Message actions

A message action is triggered by a message node and contains a message to be played to the user. Message contents can be provided for playing messages to the user in one or more modalities as configured in Mix.dialog:

  • Text and SSML that can be rendered using Text-to-speech: The nlg field provides backup text as a fallback for speech outputs synthesized using TTSaaS. This is useful if you want to perform your own orchestration with TTSaaS. For more information about how to generate TTSaaS speech audio, see Generating synthesized speech output. Note that the TTS audio for the message is not with the message. It is provided in the audio field of the StreamOutput messages.
  • Text to be visually displayed to the user: The visual field provides text that can be displayed, for example, in a chat or in a web application. This field supports rich text format, so you can include HTML markups, URLs, etc.
  • Recorded audio file to play to the user: The audio field of a message provides a path to a recorded audio file in the client app files that can be played to the end user. The uri field provides a local path in the client application to the file, while the text field provides text that can be used as backup TTS if the audio file is missing or cannot be played.

Generally, only one of nlg or audio will have contents but not both.

The payload of an ExecuteResponse can include standalone messages, as well as messages as part of other action types.

Execute response and messages

Here is an example of a payload with both standalone messages as well as a message action as part of a QA Action:

{
  "payload": {
    "messages": [{
        "nlg": [{
          "text": "Hey there! Welcome to the coffee app."
        }],
        "visual": [{
            "text": "Hey there! Welcome to the coffee app."
        }],
        "audio": []
      }],
    "qa_action": {
      "message": {
        "nlg": [{
          "text": "What can I do for you today?"
        }],
        "visual": [{
            "text": "What can I do for you today?"
          }
        ],
        "audio": []
      }
    }
  }
}

TTS audio and messages

If Dialog-orchestrated TTSaaS speech generation was requested by the client in a previous StreamInput message, generated TTS audio is provided in the audio field of StreamOutput messages rather than in the message action. The audio generated contains speech for a concatenation of the text of all the messages in the response.

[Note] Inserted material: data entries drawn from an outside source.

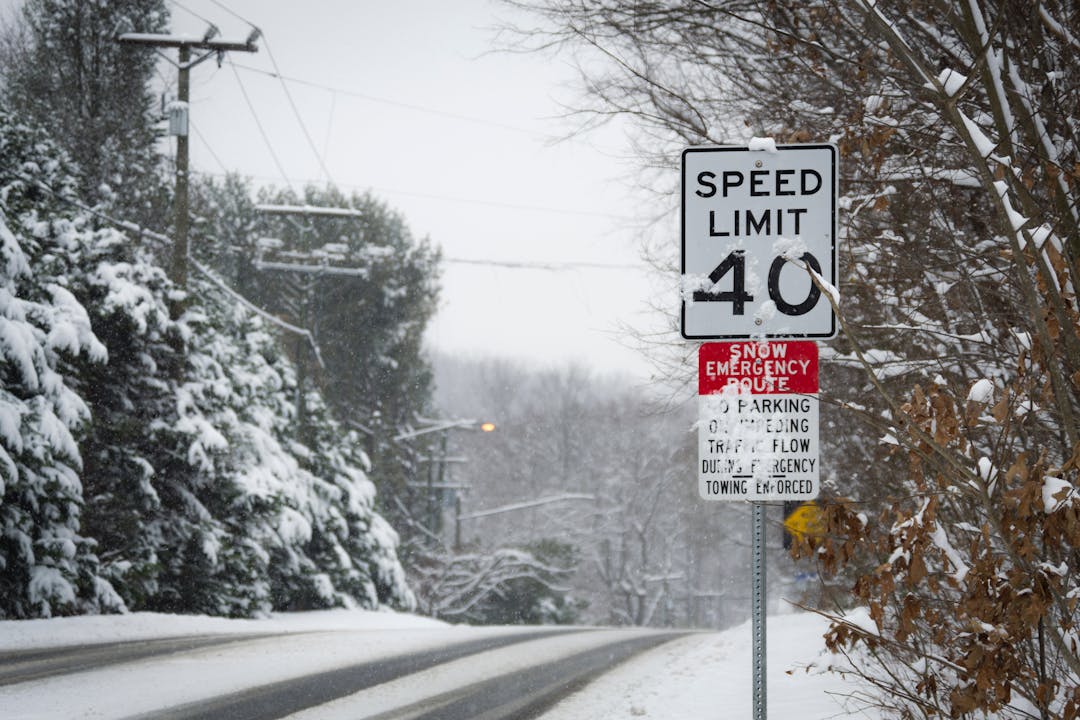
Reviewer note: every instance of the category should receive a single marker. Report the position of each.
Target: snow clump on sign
(763, 145)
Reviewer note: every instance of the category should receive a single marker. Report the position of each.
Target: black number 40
(736, 263)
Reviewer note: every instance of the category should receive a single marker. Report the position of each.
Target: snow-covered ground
(705, 675)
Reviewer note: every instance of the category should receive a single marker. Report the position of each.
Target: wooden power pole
(178, 124)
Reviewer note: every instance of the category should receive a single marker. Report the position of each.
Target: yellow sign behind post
(802, 519)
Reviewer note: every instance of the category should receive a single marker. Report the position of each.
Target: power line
(258, 123)
(451, 199)
(399, 104)
(296, 111)
(192, 13)
(556, 267)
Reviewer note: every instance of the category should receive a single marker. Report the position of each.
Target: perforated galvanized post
(757, 572)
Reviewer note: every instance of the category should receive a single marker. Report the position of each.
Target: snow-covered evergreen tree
(151, 463)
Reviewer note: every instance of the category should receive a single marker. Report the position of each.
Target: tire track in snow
(286, 697)
(26, 665)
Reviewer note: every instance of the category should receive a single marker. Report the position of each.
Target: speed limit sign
(756, 223)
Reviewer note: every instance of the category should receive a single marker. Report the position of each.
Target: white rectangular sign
(753, 221)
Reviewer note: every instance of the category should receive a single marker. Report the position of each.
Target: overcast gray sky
(404, 97)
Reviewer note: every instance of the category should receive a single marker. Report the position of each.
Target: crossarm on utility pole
(178, 267)
(527, 504)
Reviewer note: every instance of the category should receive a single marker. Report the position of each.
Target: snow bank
(90, 629)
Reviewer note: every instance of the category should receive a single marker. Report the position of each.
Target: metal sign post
(747, 213)
(757, 571)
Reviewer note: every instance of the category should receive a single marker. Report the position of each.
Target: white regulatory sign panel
(743, 213)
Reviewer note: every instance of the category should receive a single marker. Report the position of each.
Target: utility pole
(301, 312)
(211, 48)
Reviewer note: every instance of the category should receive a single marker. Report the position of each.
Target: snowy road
(348, 665)
(453, 674)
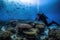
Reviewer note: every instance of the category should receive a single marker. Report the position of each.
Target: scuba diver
(42, 17)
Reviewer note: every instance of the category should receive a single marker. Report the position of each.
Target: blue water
(16, 10)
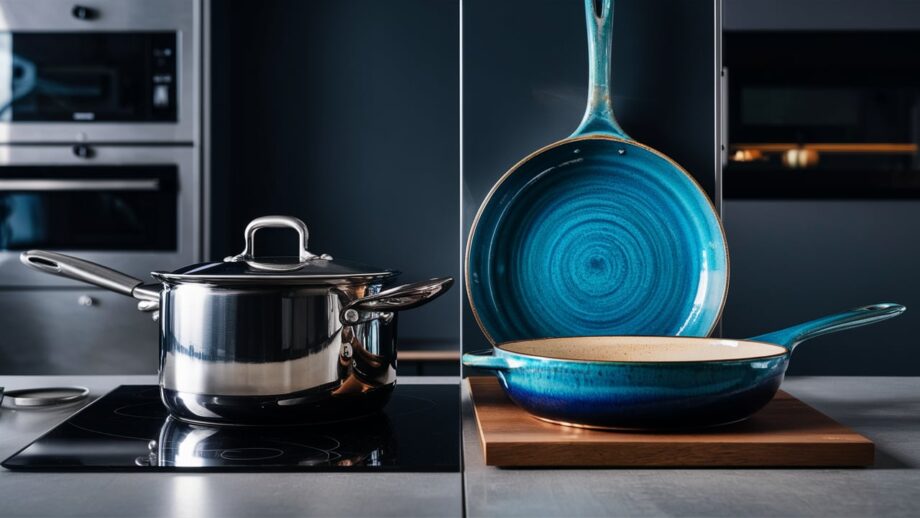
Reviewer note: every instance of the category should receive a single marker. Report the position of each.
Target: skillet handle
(598, 118)
(485, 360)
(793, 336)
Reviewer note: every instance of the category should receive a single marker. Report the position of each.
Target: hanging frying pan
(596, 234)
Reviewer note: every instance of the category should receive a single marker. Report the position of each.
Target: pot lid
(305, 268)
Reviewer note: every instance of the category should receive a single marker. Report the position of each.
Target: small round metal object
(45, 396)
(351, 316)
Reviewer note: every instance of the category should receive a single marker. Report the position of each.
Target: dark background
(344, 113)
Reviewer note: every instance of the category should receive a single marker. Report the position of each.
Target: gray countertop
(199, 495)
(887, 410)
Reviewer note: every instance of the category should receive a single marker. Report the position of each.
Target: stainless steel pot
(267, 340)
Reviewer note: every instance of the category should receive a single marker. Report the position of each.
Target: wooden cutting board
(787, 432)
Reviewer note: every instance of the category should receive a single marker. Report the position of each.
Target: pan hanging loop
(304, 256)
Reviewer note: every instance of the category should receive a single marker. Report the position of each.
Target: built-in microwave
(107, 71)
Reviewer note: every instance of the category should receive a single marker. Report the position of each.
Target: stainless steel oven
(132, 207)
(75, 73)
(100, 156)
(823, 114)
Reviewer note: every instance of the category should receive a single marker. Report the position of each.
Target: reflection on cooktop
(129, 429)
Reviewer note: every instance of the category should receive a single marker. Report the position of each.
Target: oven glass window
(88, 76)
(88, 208)
(823, 115)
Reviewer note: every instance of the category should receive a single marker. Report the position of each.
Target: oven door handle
(64, 184)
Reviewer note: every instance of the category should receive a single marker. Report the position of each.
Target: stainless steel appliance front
(139, 208)
(109, 71)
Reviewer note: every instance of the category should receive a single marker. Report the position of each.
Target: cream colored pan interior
(644, 349)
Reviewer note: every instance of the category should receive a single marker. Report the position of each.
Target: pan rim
(568, 140)
(782, 351)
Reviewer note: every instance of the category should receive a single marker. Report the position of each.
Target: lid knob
(304, 256)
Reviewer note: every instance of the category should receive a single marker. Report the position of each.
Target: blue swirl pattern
(596, 236)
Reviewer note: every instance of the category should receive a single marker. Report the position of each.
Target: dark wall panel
(344, 113)
(797, 260)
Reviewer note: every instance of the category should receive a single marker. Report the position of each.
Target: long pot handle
(793, 336)
(400, 298)
(599, 117)
(485, 360)
(88, 272)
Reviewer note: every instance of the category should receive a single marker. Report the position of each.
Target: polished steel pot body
(248, 340)
(272, 353)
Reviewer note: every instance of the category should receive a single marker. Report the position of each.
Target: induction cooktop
(129, 429)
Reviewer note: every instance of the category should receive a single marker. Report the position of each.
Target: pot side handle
(91, 273)
(400, 298)
(793, 336)
(485, 360)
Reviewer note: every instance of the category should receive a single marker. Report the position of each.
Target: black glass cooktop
(129, 429)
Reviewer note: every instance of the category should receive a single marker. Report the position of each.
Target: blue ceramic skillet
(647, 383)
(596, 234)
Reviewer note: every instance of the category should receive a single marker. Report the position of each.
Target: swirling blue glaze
(597, 236)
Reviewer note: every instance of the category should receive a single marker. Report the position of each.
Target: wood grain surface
(787, 432)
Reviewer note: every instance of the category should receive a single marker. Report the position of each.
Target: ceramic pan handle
(599, 117)
(485, 360)
(793, 336)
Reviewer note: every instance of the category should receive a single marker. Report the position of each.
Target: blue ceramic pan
(647, 383)
(596, 234)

The first StreamOutput message includes an ExecuteResponse message that contains message actions. The nlg fields of these message actions contain backup text and SSML as described above.

Also related to TTS, each message includes a tts_parameters. This field contains TTS settings to use when orchestrating with TTS on the client-side.

Prerecorded audio and messages

If your application uses prerecorded audio, references to audio files appear in each of the messages within either message actions or other actions. Audio files can be retrieved and played in sequence. For details, see Providing speech response using recorded speech audio.

Configuring messages

Message actions can be configured within the following Mix.dialog node types:

  • Message node: In this case they are returned in the messages field of the ExecuteRequestPayload. Messages specified in a message node are returned only when a question and answer, data access, or external actions node occurs in the dialog flow.

  • Question and answer node: In this case they are returned in the message field of the ExecuteRequestPayload qa_action

  • Data access node: A latency message can be defined to play while the user is waiting for a data transfer to take place, whether client-side or server-side. In these cases the message is returned in the message field of the ExecuteRequestPayload da_action or continue_action respectively.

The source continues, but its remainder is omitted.